Sportowiec na taki gest zdecydował się po mailu mamy chorego chłopca.
"Tuż po zawodach napisała do mnie Gosia, mama małego Olka, prosząc o pomoc w ratowaniu jej synka. Olek prawie od dwóch lat, czyli ponad połowę swojego życia, walczy z nowotworem gałki ocznej. Siatkówczak to złośliwy nowotwór oka, który występuje tylko u dzieci poniżej 5 roku życia, jakby specjalnie wybierając najsłabszych. W Polsce nie ma już szans na uratowanie oczka Olka. Jedyną szansą jest terapia w Nowym Jorku" - czytamy.
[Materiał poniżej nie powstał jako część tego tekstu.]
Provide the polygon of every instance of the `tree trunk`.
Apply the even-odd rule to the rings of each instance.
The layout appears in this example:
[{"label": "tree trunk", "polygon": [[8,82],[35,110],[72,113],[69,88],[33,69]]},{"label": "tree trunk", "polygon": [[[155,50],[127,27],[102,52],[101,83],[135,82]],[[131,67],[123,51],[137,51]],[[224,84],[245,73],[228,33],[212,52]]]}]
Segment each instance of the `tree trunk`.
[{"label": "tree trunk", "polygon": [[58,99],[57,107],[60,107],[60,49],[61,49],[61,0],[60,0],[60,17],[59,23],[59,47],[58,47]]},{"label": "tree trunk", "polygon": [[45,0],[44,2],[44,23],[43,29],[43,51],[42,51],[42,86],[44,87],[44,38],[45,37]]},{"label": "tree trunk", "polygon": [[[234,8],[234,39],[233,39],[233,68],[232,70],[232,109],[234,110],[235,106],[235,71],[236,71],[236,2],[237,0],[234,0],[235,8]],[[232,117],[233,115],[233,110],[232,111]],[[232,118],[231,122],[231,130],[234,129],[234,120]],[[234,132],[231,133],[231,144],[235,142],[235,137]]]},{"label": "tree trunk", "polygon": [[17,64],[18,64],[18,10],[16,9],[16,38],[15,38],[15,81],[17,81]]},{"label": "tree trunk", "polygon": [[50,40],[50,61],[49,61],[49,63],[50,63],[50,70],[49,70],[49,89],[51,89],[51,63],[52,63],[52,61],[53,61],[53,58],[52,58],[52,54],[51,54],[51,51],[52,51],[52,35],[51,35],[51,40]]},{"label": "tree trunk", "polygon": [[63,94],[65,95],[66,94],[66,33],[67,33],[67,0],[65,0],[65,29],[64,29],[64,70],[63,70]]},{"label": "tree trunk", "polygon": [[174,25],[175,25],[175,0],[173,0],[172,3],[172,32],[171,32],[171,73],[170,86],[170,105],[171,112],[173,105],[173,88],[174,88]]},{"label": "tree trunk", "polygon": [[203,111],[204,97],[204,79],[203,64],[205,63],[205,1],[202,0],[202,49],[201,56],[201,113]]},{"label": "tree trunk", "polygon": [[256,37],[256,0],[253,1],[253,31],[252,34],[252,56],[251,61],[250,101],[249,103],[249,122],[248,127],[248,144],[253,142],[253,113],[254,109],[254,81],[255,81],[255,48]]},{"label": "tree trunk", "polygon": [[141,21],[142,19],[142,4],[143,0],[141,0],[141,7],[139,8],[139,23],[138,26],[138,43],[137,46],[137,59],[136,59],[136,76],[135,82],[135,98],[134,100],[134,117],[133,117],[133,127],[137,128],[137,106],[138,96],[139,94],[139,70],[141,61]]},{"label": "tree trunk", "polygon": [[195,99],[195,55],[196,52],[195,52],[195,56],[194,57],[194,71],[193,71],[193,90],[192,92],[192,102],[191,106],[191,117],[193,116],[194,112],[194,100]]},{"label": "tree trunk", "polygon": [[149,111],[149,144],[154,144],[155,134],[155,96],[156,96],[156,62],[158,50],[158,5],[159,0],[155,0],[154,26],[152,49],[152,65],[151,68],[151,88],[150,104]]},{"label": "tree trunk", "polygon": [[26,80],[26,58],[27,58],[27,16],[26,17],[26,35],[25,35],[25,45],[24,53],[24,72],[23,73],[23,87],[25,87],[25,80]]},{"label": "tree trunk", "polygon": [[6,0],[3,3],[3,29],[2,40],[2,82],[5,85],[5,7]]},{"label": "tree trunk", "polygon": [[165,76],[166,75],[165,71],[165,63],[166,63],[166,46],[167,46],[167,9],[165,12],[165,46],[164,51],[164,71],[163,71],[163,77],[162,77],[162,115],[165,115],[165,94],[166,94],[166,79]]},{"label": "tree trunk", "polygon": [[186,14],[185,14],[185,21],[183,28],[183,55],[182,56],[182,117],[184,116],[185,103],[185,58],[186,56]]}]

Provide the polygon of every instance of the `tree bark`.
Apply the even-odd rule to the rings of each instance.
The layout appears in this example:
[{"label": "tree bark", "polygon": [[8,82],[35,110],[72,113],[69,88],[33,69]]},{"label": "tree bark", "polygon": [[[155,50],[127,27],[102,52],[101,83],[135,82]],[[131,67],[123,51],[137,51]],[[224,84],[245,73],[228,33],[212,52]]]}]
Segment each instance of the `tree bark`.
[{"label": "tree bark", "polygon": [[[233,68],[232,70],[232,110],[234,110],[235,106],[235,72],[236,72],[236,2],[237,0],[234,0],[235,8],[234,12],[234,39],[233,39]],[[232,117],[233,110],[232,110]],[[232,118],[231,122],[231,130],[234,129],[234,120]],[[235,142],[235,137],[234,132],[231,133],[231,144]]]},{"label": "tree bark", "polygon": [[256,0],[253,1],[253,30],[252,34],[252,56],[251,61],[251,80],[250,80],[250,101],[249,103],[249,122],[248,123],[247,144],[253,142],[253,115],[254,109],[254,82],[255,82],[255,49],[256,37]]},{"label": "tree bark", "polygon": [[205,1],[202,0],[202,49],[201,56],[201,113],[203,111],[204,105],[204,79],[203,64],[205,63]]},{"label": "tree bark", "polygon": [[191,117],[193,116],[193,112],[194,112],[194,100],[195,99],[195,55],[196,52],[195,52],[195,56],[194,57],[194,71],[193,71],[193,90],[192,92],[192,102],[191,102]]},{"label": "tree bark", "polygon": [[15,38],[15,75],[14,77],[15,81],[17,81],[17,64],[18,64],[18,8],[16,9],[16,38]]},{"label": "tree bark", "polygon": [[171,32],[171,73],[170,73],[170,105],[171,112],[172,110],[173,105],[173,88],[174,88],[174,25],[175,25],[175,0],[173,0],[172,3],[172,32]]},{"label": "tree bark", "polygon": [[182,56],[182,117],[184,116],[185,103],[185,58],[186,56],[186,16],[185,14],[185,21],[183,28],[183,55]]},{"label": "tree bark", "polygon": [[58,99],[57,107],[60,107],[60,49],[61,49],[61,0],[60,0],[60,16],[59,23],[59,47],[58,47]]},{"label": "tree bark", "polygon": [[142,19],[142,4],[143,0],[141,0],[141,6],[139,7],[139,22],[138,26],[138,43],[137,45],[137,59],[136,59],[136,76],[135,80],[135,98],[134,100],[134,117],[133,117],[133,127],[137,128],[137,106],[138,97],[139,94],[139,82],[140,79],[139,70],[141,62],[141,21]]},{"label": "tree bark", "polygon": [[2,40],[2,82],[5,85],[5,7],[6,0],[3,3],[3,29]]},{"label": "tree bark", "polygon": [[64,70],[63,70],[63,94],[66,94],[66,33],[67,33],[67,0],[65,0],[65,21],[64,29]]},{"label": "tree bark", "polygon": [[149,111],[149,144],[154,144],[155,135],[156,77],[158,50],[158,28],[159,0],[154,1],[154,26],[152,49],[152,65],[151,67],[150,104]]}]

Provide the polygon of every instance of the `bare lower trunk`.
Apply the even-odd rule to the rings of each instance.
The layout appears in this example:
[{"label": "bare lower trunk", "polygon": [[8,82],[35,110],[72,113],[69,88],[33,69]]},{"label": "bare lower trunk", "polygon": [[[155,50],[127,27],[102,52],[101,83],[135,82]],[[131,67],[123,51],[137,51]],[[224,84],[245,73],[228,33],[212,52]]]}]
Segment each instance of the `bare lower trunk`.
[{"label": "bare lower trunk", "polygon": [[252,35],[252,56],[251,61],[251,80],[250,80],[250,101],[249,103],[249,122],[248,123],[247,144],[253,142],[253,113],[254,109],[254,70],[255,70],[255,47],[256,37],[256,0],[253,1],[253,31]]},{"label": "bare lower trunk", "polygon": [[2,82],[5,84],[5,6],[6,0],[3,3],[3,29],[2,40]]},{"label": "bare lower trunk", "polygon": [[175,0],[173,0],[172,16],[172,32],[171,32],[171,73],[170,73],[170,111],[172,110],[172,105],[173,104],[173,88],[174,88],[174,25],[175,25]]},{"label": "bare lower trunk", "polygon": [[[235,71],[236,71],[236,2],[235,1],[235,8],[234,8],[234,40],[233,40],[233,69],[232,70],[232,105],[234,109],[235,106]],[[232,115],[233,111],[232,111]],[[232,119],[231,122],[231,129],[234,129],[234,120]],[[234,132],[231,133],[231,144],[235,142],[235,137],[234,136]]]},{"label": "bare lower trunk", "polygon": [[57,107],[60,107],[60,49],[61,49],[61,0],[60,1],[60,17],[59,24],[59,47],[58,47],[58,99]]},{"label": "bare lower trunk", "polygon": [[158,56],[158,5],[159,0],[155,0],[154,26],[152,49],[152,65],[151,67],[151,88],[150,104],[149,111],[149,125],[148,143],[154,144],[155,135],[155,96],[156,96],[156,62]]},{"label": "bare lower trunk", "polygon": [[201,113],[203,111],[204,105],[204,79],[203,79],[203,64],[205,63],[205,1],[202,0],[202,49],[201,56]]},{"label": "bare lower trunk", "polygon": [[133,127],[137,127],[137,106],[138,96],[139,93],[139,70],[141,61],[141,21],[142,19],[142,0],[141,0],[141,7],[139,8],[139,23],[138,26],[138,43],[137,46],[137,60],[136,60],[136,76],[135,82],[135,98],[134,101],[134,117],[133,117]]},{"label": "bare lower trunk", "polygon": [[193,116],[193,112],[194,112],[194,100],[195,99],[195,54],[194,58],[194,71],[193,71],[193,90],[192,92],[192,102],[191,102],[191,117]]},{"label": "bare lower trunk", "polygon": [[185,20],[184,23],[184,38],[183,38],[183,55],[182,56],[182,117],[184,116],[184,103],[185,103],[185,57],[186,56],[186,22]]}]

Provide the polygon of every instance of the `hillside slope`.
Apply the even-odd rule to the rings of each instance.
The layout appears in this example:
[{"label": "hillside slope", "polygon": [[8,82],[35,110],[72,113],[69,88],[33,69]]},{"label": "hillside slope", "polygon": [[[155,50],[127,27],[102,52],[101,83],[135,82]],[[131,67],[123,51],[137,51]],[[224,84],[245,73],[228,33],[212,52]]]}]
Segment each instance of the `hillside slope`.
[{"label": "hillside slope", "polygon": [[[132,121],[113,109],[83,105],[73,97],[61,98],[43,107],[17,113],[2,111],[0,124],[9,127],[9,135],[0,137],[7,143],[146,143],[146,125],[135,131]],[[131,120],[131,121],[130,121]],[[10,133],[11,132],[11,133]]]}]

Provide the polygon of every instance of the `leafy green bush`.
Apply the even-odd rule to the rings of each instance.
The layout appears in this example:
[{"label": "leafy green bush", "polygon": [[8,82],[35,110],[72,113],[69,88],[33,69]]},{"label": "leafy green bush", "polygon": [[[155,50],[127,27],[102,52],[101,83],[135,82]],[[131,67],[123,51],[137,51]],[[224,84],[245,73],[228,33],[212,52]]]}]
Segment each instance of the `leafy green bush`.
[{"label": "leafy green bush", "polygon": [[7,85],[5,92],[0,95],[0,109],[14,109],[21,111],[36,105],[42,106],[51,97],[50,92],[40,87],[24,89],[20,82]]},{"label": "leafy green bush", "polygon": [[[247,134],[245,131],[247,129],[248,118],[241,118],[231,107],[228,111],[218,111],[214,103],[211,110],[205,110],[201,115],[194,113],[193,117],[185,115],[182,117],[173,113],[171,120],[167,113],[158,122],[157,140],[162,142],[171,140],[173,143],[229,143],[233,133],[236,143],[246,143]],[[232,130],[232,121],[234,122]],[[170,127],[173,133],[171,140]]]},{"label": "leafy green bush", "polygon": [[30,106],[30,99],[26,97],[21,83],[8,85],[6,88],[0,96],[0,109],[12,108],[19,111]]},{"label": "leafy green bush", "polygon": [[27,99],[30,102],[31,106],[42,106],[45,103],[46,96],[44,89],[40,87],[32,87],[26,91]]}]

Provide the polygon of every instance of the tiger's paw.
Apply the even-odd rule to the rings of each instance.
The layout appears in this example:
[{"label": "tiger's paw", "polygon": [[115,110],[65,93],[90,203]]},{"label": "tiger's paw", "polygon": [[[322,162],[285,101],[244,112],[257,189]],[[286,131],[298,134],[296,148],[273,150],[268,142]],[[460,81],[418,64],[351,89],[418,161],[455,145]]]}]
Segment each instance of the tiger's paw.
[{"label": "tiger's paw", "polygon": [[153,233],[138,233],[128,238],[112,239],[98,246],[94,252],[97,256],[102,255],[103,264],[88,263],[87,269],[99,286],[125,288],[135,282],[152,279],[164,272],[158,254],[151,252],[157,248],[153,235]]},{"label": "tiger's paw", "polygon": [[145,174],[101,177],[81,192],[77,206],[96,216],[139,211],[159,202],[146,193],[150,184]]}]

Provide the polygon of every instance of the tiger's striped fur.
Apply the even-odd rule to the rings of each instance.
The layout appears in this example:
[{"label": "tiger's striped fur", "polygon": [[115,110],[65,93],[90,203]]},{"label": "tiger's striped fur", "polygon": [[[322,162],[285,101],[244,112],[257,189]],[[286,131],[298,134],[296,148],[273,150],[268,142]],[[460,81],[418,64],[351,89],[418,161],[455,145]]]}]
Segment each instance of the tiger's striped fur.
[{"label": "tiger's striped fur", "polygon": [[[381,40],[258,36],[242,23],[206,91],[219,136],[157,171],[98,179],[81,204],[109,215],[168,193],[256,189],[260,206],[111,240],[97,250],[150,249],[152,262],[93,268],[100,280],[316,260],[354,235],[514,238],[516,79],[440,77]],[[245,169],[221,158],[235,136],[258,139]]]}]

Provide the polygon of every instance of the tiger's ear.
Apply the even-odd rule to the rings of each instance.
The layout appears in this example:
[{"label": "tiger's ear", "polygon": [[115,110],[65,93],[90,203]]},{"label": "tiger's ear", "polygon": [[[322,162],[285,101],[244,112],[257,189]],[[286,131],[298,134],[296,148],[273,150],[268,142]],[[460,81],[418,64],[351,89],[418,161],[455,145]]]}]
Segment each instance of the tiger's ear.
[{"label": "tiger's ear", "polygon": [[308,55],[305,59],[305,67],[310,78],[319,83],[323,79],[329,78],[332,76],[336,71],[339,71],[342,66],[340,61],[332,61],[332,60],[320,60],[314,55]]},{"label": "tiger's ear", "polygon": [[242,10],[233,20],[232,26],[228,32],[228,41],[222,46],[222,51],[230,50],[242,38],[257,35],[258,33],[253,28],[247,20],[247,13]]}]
"Postanowiłem pomóc Olkowi i przekazać medal zdobyty w Rio na licytację. Cała wylicytowana kwota zostanie przeznaczona na leczenie Olka".
Sportowiec zachęca też wszystkich ludzi dobrej woli do wpłacania pieniędzy na konto, wysyłania smsów i pomocy w każdy możliwy sposób.
"Pomóżmy rodzicom i rodzinie #OcalicOkoOlka. W Rio walczyłem o złoto. Dziś apeluję do wszystkich - powalczmy razem o coś, co jest jeszcze cenniejsze. O zdrowie tego fantastycznego chłopca. Dlatego zapraszam wszystkich do licytacji. Jeśli mi pomożecie, moje srebro może być dla Olka cenniejsze niż złoto".